The One Thing Advertisers Care About – and it’s not “Reach”
For years I’ve heard the same refrain from people in the Radio business about being an undervalued medium. They blame advertisers locally and nationally for not seeing the value in Radio.
The truth is the problem belongs to the Radio Industry. We have wasted years not focusing on what advertisers truly care about.
First, we talked about how Newspapers were dying – they didn’t die – but that industry is certainly not as vibrant as it was twenty years ago. According to Pew Research, the Newspaper Industry was a $48 Billion business in 2000, and was just under $10 Billion in 2020. Yet Radio did NOT benefit from this change.
Yellow Pages have gone the same way – shifting from printed pages to an online model and generating revenue that has dropped by billions of dollars. Yet Radio has not benefited from this change.
Over the air and cable television is in the middle of the same kind of seismic loss of eyeballs to commercial free options like Netflix and Hulu. This loss of viewership is where many radio broadcaster are now focused, looking for a source of revenue growth. They believe that pointing out televisions weaknesses will move more money to Radio.
You know the definition of insanity. Doing the same thing over and over and expecting a different outcome.
The radio industry is like the Monty Python and the Holy Grail scene “Bring Out Your Dead,” where the character sits up and says, “I’m not dead yet.” Me thinks we doth protest too much. Yes, Radio’s resilience in the face of new competition is great. Yes, our weekly reach is over 90% of US Adults – greater than any other medium. But advertisers don’t care. We need to stop focusing on talking about where to advertise and focus on how to advertise. How to use the medium effectively. Case studies and success stories about results from happy customers.
You are not selling a product (not Radio – not audio) you are selling a service. The service of providing advertising and marketing ideas and solutions to prospects and customers. The industry, and the leading companies, have got to stop looking for easy ways to fill their revenue coffers by pointing out that other industries are dying. The focus should be on training our teams on how to solve client marketing problems with ideas and execution. Better questions, better ideas, more sophisticated solutions.
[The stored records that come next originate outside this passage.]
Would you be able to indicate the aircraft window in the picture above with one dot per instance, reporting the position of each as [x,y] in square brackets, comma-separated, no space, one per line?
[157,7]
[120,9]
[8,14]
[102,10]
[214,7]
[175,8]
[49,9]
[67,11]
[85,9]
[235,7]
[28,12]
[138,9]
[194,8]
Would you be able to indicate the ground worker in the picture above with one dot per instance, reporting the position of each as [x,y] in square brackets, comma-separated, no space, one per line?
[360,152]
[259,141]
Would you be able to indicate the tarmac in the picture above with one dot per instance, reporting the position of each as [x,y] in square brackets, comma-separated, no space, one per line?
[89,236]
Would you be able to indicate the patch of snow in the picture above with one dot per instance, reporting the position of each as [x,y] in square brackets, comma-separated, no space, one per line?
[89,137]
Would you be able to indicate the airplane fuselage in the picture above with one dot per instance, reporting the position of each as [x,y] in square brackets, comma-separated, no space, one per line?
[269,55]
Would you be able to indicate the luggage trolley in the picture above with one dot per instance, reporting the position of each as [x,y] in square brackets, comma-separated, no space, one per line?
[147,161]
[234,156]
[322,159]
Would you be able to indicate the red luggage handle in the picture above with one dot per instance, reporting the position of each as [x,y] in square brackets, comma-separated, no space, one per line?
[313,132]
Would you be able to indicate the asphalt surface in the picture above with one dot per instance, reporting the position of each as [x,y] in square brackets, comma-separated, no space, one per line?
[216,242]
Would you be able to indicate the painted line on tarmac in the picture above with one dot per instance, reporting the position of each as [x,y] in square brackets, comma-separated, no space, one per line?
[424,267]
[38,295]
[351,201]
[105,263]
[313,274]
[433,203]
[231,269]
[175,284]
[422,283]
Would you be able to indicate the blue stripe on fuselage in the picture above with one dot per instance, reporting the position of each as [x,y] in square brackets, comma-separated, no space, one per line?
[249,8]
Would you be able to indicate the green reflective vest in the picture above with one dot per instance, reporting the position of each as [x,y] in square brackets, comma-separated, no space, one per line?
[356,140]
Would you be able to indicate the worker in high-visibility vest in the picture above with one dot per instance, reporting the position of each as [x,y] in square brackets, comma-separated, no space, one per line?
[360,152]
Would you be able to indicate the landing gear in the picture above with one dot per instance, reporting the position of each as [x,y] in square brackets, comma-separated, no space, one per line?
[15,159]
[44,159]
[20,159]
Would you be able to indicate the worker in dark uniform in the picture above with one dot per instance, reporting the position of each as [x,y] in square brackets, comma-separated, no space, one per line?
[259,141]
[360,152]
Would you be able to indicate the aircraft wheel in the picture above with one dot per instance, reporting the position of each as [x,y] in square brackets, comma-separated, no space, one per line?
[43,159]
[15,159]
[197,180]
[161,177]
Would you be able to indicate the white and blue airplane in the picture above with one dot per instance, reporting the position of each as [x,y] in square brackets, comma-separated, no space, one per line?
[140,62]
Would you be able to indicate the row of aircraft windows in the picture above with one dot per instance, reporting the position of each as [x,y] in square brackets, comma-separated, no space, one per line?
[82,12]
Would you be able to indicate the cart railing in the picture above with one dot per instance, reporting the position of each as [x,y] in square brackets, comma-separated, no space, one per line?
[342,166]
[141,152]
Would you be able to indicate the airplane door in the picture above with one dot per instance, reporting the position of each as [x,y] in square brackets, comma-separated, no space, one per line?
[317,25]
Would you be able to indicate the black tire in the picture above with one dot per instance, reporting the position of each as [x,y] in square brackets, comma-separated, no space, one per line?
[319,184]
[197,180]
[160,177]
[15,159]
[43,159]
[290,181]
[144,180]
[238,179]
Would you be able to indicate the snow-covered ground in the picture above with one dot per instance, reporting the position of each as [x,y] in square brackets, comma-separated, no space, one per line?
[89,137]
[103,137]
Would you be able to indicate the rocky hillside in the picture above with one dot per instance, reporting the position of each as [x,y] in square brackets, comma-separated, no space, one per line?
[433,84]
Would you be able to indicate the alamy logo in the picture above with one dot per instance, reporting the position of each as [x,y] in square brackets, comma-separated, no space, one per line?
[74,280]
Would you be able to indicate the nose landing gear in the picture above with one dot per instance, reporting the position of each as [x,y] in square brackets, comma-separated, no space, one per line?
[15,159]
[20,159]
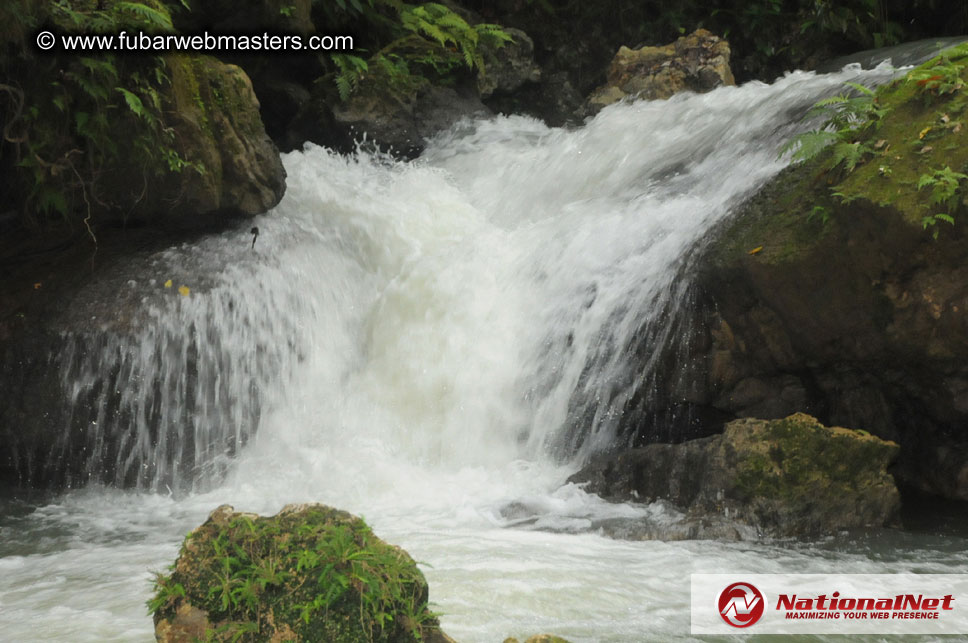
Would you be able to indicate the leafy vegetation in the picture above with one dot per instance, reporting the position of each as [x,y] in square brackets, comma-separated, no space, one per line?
[846,120]
[902,146]
[767,37]
[320,572]
[423,42]
[77,117]
[945,187]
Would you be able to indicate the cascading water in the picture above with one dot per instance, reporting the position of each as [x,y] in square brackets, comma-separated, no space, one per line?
[426,344]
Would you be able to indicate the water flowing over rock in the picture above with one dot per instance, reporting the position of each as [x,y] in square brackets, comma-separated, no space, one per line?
[509,66]
[698,62]
[845,306]
[790,477]
[309,573]
[215,108]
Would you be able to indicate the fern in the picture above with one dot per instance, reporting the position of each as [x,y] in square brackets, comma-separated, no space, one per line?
[351,69]
[148,16]
[809,144]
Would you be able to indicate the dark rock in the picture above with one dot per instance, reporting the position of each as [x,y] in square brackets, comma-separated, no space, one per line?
[509,66]
[789,477]
[698,62]
[397,121]
[232,168]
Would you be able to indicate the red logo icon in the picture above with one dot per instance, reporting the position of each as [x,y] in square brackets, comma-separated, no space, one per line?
[741,604]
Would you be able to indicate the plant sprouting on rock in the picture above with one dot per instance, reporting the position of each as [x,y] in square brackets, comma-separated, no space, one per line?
[309,573]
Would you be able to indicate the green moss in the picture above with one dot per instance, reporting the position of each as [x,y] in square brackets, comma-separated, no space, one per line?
[920,133]
[799,460]
[318,574]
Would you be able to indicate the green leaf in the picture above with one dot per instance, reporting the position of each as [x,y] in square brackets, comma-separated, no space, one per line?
[134,103]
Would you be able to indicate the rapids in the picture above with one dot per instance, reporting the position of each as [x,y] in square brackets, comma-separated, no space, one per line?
[424,344]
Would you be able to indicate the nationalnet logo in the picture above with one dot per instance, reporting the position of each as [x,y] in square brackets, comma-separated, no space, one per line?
[830,603]
[741,604]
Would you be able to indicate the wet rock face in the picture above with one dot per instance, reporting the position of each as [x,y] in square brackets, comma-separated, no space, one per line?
[309,573]
[791,477]
[213,106]
[698,62]
[862,325]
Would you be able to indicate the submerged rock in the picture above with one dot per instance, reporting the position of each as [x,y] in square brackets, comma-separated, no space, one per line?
[832,292]
[309,573]
[789,477]
[698,62]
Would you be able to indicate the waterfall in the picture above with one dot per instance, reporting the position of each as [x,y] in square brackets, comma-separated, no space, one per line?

Initiatives to point out the decline in local television viewership will yield the sames results as focusing on print or the yellow page decline. Local and cable television viewership is declining. This is true but useless. Advertisers don’t care.
Invest more in measurement of results for advertisers and training your teams on how to solve client problems. Clients don’t care about your reach; they care about moving their products.
Help businesses move product. The money will follow.